Cardiovascular Death Risk in Recovered Mid-Range Ejection Fraction Heart Failure: Insights From Cardiopulmonary Exercise Test.
Authors/Creators
- Damiano Magrì1
- Massimo Piepoli2
- Giulia Gallo1
- Andrea Maruotti1
- Carlo Vignati3
- Elisabetta Salvioni3
- Massimo Mapelli3
- Stefania Paolillo4
- Pasquale Perrone Filardi4
- Davide Girola
- Marco Metra
- Angela B. Scardovi
- Rocco Lagioia
- Giuseppe Limongelli
- Michele Senni
- Domenico Scrutinio
- Michele Emdin
- Claudio Passino
- Carlo Lombardi
- Gaia Cattadori
- Gianfranco Parati
- Mariantonietta Cicoira
- Michele Correale
- Maria Frigerio
- Francesco Clemenza
- Maurizio Bussotti
- Marco Guazzi
- Roberto Badagliacca
- Susanna Sciomer
- Andrea Di Lenarda
- Aldo Maggioni
- Gianfranco Sinagra
- Massimo Volpe
- Piergiuseppe Agostoni
- 1. Ospedale S. Andrea Roma
- 2. Ospedale G. da Saliceto Piacenza
- 3. Centro Cardiologico Monzino
- 4. Federico II University of Naples, Italy
Description
Raw data of the paper:
Cardiovascular Death Risk in Recovered Mid-Range Ejection Fraction Heart Failure: Insights From Cardiopulmonary Exercise Test.
Background
Heart failure with midrange ejection fraction (HFmrEF) represents a heterogeneous category where phenotype, as well as prognostic assessment, remains debated. The present study explores a specific HFmrEF subset, namely those who recovered from a reduced EF (rec-HFmrEF) and, particularly, it focuses on the possible additive prognostic role of cardiopulmonary exercise testing.
Methods and Results
We analyzed data from 4535 patients with HFrEF and 1176 patients with rec-HFmrEF from the Metabolic Exercise combined with Cardiac and Kidney Indexes database. The end point was cardiovascular death at 5 years. The median follow-up was 1343 days (25th–75th range 627–2403 days). Cardiovascular death occurred in 552 HFrEF and 61 rec-HFmrEF patients.
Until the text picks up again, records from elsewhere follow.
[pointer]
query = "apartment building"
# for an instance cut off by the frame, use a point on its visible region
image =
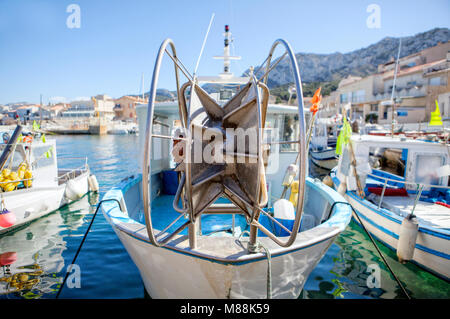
(125, 107)
(421, 79)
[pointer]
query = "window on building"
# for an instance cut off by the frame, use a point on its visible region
(358, 96)
(436, 81)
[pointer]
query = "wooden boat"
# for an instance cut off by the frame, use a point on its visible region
(407, 180)
(46, 187)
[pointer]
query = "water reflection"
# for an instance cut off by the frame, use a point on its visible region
(31, 258)
(347, 270)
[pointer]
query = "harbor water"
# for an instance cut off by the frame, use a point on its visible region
(351, 268)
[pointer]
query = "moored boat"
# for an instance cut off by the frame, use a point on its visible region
(322, 148)
(403, 196)
(31, 183)
(208, 228)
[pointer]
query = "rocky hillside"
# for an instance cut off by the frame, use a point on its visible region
(362, 62)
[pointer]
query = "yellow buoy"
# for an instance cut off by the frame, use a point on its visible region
(328, 181)
(6, 172)
(8, 187)
(14, 177)
(28, 174)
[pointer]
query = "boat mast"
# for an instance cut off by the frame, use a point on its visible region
(226, 53)
(393, 87)
(142, 86)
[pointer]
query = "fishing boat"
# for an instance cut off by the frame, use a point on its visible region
(322, 148)
(32, 184)
(218, 227)
(31, 268)
(399, 187)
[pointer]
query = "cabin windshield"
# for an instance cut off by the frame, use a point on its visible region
(391, 160)
(222, 92)
(426, 165)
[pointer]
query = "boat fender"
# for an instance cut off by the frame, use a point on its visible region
(294, 193)
(407, 239)
(328, 181)
(93, 184)
(7, 218)
(291, 172)
(342, 188)
(74, 190)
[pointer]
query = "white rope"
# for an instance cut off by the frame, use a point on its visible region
(260, 247)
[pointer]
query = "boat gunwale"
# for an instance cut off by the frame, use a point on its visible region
(436, 232)
(336, 223)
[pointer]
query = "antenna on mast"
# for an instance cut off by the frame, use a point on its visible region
(226, 53)
(393, 87)
(203, 45)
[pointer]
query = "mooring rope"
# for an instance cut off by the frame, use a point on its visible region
(259, 247)
(82, 242)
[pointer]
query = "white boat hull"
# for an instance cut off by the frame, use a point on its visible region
(170, 274)
(31, 203)
(432, 249)
(222, 267)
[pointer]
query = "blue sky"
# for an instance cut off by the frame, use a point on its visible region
(118, 40)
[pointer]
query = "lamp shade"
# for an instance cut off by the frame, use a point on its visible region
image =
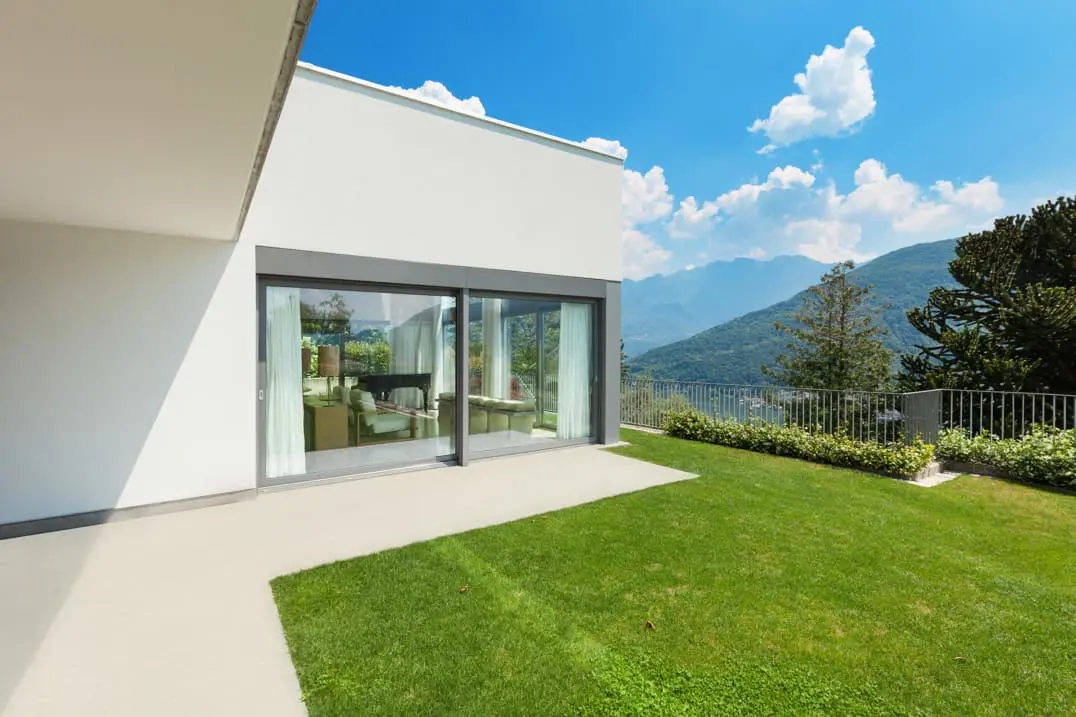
(328, 361)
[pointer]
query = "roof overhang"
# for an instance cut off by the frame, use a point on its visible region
(142, 115)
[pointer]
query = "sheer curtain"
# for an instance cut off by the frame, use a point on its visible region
(285, 452)
(495, 360)
(418, 348)
(574, 373)
(444, 364)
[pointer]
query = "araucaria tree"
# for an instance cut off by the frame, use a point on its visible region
(836, 338)
(1011, 322)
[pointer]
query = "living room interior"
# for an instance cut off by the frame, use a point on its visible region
(362, 380)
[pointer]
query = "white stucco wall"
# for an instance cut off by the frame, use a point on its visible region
(355, 170)
(128, 369)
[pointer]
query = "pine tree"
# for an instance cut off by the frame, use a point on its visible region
(836, 340)
(1011, 323)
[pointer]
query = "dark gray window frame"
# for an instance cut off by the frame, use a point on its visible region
(321, 269)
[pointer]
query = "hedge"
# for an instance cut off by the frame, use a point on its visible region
(795, 441)
(1046, 455)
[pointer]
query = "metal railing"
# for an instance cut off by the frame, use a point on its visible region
(883, 417)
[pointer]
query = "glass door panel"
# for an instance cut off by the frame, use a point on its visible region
(356, 380)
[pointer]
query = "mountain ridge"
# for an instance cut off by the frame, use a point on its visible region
(734, 351)
(665, 308)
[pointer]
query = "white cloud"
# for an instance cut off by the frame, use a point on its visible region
(646, 197)
(781, 178)
(609, 146)
(691, 220)
(890, 196)
(970, 206)
(438, 94)
(640, 255)
(977, 195)
(835, 95)
(878, 192)
(826, 240)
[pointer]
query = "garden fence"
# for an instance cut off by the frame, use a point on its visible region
(883, 417)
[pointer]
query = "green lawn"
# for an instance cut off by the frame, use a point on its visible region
(775, 587)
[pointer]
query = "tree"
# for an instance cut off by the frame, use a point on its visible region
(836, 341)
(1010, 325)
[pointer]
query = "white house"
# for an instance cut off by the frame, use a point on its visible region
(221, 271)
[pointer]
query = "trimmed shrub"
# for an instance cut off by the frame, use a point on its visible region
(796, 441)
(1046, 455)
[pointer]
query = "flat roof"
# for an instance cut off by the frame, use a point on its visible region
(366, 84)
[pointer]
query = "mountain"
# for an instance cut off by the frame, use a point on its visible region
(734, 351)
(662, 309)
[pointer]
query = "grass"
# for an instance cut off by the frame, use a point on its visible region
(775, 587)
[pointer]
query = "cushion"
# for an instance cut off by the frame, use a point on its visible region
(390, 423)
(513, 406)
(364, 401)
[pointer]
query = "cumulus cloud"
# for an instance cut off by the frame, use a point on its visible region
(890, 196)
(835, 95)
(438, 94)
(640, 255)
(609, 146)
(781, 178)
(692, 221)
(826, 240)
(968, 206)
(645, 197)
(879, 192)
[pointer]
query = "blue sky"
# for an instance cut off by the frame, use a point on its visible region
(914, 121)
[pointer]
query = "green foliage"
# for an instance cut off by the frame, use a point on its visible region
(734, 352)
(646, 403)
(797, 441)
(368, 356)
(836, 341)
(1046, 455)
(776, 588)
(331, 315)
(1010, 322)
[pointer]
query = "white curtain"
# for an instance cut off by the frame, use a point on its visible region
(285, 453)
(444, 364)
(418, 348)
(574, 373)
(496, 363)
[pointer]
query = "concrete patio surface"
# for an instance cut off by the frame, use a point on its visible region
(172, 615)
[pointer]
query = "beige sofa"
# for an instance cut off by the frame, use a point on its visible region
(486, 415)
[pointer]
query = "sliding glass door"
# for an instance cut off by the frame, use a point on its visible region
(532, 373)
(355, 380)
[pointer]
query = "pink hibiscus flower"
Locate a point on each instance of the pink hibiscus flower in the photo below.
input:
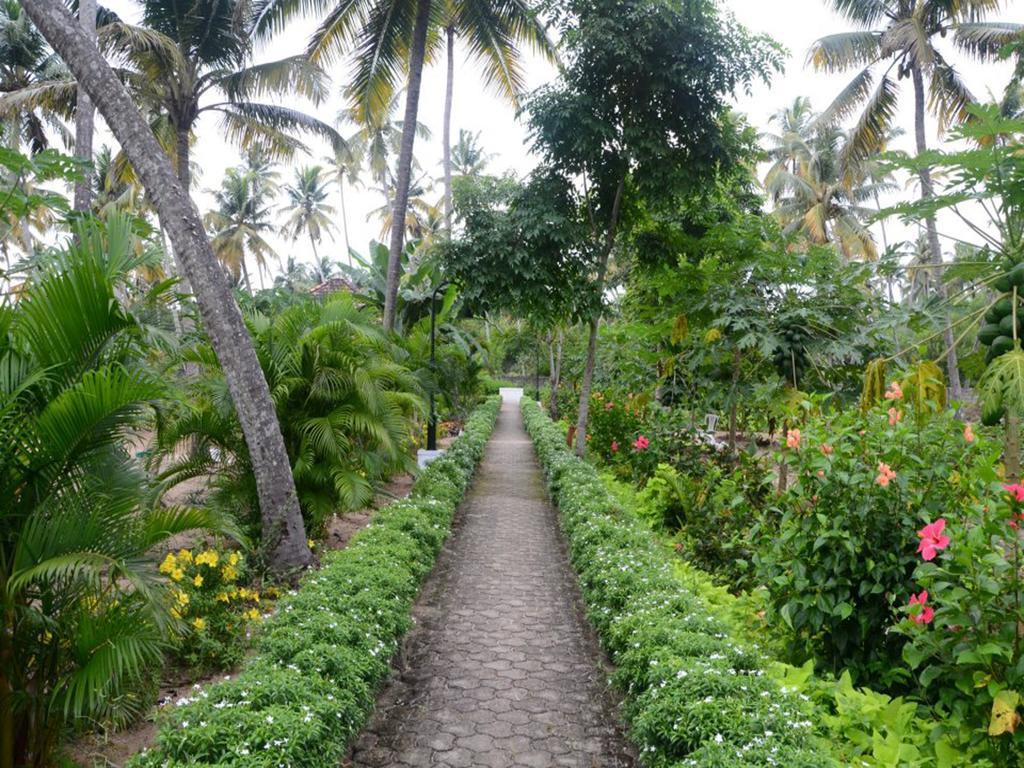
(932, 540)
(895, 392)
(793, 439)
(886, 474)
The multivariate analysis confirmed an independent role of the MECKI score's variables in HFrEF (C-index = 0.744) whereas, in the rec-HFmrEF group, only age and peak oxygen uptake (pVO2) remained associated to the end point (C-index = 0.745). A peak oxygen uptake of ≤55% of predicted and a ventilatory efficiency of ≥31 resulted as the most accurate cut-off values in the outcome prediction.
Conclusions:
Present data support the cardiopulmonary exercise test and, particularly, the peak oxygen uptake, as a useful tool in the rec-HFmrEF prognostic assessment. A peak VO2 of ≤55% predicted and ventilatory efficiency of ≥31 might help to identify a high-risk rec-HFmrEF subgroup.